Blaine McCracken leaned across the table also, his arms nearly resting against those of the Brazilian. “Just who are they, Carlos? You haven’t told me that yet, either.”

Não sei, senhor. I don’t know…at least not for sure. It would be best if we start from the beginning.”

“That means with Johnny. I want to know where the hell they’ve got him stashed.”

“Please senhor. I must tell it my way.”

Blaine shrugged and pulled back. “Muito bem. As long as you tell me first where I can find Johnny Wareagle.”

Carlos Salomao’s eyes continued to scan the nearly empty restaurant. Every time the door opened, his shoulders tensed and his spine arched. Meeting in downtown São Paulo had been his idea. McCracken had expected him to choose a spot where he felt more at ease. Unless there wasn’t one.

“He is being held at a jail outside the city. We call it Casa do Diabo.

“The house of the devil? “

“Many years ago prisoners were tortured within its walls.

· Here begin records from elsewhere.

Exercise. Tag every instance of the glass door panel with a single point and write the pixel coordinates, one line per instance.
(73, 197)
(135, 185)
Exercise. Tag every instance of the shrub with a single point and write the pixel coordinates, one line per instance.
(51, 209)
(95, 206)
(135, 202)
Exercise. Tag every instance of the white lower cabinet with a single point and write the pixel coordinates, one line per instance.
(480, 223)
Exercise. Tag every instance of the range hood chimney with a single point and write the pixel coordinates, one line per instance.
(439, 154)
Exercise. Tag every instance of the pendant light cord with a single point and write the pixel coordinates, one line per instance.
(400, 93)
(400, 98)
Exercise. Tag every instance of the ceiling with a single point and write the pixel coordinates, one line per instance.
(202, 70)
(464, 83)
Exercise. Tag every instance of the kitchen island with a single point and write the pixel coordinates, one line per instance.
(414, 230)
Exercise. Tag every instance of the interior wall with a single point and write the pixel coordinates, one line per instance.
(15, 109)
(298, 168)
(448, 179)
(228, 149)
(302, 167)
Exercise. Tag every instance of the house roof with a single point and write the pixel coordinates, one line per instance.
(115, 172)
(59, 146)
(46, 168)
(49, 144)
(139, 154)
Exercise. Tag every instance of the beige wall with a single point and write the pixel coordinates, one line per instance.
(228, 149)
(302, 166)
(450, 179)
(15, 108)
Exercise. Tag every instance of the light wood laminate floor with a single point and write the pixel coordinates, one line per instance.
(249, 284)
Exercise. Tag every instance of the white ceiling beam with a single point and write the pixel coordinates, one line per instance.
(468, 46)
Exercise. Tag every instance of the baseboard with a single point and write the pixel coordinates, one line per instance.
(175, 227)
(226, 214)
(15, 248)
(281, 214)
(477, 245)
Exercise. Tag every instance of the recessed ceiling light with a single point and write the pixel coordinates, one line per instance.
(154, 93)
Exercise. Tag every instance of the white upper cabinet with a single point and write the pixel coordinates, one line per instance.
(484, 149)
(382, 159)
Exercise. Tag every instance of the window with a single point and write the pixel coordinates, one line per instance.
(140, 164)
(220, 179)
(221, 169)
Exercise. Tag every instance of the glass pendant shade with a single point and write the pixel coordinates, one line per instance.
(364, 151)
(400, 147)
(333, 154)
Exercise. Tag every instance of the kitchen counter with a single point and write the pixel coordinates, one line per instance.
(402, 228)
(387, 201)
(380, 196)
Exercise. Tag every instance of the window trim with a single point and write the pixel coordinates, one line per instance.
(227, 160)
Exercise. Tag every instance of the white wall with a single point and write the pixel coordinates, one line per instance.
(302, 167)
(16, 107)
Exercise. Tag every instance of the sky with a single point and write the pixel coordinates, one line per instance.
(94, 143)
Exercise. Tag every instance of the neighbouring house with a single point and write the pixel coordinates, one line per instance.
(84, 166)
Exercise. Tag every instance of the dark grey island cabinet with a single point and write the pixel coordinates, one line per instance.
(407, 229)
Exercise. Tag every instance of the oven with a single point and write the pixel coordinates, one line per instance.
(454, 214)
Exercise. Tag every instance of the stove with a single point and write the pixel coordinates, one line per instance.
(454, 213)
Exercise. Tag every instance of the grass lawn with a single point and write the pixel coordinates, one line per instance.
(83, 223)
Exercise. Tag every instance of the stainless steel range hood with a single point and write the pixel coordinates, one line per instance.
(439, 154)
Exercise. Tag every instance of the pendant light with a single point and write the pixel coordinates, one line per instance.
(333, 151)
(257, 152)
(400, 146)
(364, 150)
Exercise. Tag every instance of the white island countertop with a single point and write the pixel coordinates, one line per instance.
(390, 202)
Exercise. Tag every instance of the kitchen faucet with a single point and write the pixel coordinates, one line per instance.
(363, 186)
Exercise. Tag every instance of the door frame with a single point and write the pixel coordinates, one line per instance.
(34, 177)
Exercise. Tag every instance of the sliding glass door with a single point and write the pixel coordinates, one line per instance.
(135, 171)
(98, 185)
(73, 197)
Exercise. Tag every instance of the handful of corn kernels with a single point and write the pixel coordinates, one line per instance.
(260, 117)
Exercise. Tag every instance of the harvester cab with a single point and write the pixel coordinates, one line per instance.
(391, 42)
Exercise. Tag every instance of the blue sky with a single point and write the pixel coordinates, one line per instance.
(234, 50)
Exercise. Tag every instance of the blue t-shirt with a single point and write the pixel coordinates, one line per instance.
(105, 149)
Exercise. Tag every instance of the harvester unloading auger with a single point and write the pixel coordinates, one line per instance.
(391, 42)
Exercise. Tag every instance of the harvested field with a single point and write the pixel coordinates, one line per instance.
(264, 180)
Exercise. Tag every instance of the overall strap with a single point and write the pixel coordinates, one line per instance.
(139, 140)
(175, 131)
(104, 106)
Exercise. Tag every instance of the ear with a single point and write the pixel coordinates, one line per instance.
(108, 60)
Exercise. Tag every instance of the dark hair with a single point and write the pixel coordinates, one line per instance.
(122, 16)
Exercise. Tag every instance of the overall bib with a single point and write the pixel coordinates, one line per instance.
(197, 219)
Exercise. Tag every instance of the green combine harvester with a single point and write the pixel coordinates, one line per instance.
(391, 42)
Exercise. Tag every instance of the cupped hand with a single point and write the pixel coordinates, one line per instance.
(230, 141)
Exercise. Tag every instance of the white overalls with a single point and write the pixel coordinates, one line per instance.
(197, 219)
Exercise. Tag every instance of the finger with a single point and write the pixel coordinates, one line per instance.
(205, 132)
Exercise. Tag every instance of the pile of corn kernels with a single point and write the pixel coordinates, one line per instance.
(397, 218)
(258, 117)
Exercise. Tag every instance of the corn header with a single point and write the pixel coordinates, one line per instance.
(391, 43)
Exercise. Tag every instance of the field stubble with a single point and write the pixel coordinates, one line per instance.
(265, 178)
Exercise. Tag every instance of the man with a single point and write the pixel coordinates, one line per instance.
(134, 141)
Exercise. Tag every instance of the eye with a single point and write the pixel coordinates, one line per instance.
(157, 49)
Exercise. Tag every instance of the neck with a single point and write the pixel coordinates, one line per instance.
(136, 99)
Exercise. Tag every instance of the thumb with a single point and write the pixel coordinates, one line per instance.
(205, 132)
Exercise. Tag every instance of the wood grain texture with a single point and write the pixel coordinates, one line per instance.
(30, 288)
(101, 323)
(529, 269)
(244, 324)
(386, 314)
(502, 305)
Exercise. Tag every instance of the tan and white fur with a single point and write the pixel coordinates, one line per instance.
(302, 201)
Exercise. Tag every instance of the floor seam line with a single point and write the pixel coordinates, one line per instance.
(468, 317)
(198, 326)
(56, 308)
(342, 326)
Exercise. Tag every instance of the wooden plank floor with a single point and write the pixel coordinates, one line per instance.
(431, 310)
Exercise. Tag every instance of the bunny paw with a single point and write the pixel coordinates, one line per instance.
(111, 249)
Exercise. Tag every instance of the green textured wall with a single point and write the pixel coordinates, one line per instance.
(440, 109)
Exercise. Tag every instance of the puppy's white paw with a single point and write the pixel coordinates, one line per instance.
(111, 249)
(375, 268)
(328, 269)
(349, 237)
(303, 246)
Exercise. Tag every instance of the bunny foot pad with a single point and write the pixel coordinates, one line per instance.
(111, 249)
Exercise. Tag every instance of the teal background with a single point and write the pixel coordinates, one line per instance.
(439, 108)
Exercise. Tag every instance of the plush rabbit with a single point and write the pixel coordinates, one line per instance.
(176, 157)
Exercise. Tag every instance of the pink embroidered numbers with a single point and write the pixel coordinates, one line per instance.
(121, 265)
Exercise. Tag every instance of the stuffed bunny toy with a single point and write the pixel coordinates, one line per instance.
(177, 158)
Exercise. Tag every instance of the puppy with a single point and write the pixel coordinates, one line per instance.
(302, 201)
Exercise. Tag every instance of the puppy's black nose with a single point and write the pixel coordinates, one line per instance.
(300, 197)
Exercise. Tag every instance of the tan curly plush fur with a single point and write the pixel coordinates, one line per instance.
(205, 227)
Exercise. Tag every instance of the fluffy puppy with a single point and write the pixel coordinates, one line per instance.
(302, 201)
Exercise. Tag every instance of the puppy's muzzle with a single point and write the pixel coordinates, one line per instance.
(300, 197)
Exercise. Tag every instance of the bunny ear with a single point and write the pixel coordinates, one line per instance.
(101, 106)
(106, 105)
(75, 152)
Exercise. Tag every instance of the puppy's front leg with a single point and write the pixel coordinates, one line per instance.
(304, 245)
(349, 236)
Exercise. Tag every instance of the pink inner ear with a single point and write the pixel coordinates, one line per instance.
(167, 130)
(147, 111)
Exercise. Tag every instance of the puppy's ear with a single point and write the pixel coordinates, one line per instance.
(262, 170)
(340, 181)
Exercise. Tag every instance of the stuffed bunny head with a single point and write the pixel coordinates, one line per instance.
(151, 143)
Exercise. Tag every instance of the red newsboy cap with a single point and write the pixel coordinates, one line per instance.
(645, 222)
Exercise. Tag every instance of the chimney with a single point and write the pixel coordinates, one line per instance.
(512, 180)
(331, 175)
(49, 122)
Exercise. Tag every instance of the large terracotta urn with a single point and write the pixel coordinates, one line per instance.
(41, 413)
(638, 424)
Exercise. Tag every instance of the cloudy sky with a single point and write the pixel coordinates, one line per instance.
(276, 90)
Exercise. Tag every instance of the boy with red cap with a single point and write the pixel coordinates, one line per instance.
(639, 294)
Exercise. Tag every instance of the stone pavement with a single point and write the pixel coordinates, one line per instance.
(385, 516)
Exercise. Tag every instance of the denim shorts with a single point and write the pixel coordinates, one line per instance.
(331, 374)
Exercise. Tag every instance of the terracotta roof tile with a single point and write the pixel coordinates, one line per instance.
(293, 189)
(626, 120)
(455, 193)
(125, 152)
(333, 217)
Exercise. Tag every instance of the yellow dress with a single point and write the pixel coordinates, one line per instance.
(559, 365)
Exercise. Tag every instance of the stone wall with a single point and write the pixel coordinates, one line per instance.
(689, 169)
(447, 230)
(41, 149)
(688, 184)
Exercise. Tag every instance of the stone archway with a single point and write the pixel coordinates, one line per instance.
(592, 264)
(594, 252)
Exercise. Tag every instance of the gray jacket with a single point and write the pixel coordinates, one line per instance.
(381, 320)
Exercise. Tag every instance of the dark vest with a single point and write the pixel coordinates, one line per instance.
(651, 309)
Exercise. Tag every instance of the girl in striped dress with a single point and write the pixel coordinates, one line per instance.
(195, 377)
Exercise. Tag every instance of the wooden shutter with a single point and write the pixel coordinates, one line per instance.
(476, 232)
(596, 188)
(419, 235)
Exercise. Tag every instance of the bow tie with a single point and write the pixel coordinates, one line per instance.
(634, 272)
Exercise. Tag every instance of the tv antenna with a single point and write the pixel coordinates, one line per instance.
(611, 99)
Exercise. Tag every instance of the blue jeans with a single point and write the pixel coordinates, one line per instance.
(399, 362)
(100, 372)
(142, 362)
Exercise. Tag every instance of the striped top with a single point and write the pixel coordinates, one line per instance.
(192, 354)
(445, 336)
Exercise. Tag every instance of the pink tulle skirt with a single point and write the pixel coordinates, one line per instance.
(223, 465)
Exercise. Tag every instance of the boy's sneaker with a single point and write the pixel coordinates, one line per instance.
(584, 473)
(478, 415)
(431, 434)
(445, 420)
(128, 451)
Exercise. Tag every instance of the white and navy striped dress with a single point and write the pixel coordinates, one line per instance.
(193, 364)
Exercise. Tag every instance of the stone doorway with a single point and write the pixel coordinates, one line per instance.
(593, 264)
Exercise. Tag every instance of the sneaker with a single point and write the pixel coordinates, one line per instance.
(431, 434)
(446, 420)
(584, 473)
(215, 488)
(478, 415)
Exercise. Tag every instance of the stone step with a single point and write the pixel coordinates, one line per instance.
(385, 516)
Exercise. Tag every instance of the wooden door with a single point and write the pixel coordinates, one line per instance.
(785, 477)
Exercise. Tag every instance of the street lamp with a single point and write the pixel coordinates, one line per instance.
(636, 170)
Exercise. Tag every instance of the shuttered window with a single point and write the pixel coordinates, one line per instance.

It is just a jail now, though fear of it still discourages crime.”

“If anything bad’s happened to Johnny, I’ll teach the jailers plenty about fear.”

McCracken had flown into Cumbica Airport some two hours before, after a flight lasting more than half a day. He had returned from London to Maine early Thursday. His Thanksgiving at home was uneasy, with Johnny Wareagle nowhere to be found. The call from Carlos had come yesterday evening, Friday, with a shadowy explanation as to why the Indian hadn’t been around as planned. Blaine had been able to make a Varig flight out of Kennedy Airport with a single stop in Miami. But if one hadn’t been available, he had been fully prepared to charter a jet to make the trip.

Carlos Salomao did his best to look Blaine in the eye, but his eyes kept drifting — first to the unsightly scar running through McCracken’s left eyebrow, then back in the direction of the front door.

Senhor McCracken, your friend is in jail because Brazilian customs officials denied him entry into the country. He lacked a visa. They had no choice, but he took exception to their denial.”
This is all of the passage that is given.